Correct. The journald Storage setting is the single most important configuration for Linux evidence persistence. Volatile mode means all journal data lives in RAM — every reboot is a complete evidence wipe. Many Linux distributions ship with volatile as the default. The triage responder who does not check this setting may assume the journal survives reboot (as it does with persistent storage) and delay capture — only to discover after the reboot that all evidence is gone.
11. During cross-environment correlation, you discover that the attacker's cloud IP (185.220.101.42) does NOT appear in any endpoint DeviceNetworkEvents. Does this prove the attack did not reach any endpoints?
No. The absence of the EXTERNAL attacker IP on endpoints does not prove the attack is cloud-only. The attacker may have pivoted to endpoints using INTERNAL mechanisms that do not involve the external IP: token-based access (the stolen cloud token accesses OneDrive/SharePoint, and the user syncs files to their endpoint — the attacker's payload arrives via the sync client, not via a direct connection from the external IP), phishing payload delivery (the attacker sent a malicious email to the compromised user's mailbox, and the user opened it on their endpoint — the execution occurs locally), or VPN access (the attacker used the stolen credentials to connect to the corporate VPN, and their subsequent endpoint connections originate from the VPN IP range, not the original external IP). The IP pivot is ONE correlation method. Always supplement with the user pivot (check where the compromised user authenticated) and the timeline pivot (check for endpoint events after the cloud compromise timestamp).
Yes — if the IP is not in endpoint logs, the attacker did not reach endpoints.
Probably — but check one more time with a wider time range.
Correct. The IP pivot is a POSITIVE indicator (if found, the connection is confirmed) but not a NEGATIVE indicator (if not found, the connection is not excluded).
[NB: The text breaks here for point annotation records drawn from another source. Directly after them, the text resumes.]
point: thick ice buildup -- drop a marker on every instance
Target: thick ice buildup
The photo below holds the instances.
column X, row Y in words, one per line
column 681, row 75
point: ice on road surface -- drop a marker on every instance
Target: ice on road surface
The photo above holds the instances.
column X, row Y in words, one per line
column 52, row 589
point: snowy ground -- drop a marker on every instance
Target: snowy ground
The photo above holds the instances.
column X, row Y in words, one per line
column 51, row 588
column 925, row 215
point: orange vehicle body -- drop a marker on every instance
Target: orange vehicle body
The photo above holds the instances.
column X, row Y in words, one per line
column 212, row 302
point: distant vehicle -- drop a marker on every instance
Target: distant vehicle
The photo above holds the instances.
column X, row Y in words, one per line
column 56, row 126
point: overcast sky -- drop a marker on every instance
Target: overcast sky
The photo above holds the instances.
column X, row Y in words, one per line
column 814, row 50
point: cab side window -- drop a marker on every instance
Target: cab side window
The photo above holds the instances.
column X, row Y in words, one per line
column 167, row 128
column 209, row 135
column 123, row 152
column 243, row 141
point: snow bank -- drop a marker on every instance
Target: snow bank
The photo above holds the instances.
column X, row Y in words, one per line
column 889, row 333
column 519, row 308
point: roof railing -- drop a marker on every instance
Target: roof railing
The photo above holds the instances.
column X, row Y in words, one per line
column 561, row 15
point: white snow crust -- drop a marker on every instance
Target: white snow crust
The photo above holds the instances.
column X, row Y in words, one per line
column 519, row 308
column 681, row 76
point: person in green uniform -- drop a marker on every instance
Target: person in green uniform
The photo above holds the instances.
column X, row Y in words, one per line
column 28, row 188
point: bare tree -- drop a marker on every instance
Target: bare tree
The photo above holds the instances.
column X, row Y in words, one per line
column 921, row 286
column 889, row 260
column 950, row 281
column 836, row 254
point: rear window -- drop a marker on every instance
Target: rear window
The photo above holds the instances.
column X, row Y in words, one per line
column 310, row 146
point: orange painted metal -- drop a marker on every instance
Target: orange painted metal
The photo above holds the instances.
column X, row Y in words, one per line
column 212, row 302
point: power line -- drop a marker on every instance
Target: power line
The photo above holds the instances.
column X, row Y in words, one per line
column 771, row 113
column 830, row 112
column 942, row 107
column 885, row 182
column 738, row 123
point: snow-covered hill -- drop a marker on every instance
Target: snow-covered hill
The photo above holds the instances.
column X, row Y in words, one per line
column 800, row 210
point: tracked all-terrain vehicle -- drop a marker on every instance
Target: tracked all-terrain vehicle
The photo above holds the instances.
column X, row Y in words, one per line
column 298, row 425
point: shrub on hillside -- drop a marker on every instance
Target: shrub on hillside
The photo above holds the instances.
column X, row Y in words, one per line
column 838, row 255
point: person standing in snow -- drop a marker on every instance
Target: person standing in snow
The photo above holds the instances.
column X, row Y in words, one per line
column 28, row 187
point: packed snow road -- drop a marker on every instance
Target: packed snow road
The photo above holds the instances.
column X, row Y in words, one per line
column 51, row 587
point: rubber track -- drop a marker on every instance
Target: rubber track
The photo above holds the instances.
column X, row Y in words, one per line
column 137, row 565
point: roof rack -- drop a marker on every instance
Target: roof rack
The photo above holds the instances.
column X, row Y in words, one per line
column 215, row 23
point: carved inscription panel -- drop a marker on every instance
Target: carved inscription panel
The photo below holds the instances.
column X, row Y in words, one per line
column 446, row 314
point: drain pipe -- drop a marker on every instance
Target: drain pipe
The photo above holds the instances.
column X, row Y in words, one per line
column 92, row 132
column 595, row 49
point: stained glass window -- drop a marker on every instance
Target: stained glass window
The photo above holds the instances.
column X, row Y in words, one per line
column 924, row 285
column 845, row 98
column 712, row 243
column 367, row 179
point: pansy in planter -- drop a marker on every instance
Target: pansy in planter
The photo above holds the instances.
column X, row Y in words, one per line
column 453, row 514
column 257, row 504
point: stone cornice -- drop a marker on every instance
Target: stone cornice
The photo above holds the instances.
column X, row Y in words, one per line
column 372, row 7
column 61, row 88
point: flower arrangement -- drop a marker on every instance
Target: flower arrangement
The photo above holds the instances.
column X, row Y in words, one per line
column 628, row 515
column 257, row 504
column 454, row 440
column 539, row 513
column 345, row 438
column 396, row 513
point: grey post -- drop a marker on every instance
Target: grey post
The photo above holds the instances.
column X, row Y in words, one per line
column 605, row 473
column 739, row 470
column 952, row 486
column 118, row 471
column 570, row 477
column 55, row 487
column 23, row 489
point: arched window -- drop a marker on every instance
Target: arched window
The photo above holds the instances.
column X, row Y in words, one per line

The attacker may pivot through mechanisms that do not involve their original IP. This is why TR1.6 teaches THREE correlation methods — IP, user, and timeline — and requires all three to be checked. Any single method can produce a false negative; the combination of all three provides the most reliable scope assessment. This is a fundamental principle of cross-environment correlation: any SINGLE method can produce false negatives, but the combination of IP pivot + user pivot + timeline pivot provides comprehensive scope assessment. The triage responder who relies on only one correlation method risks underestimating the incident scope — discovering additional compromised systems days later when the investigation team runs the queries the triage responder skipped.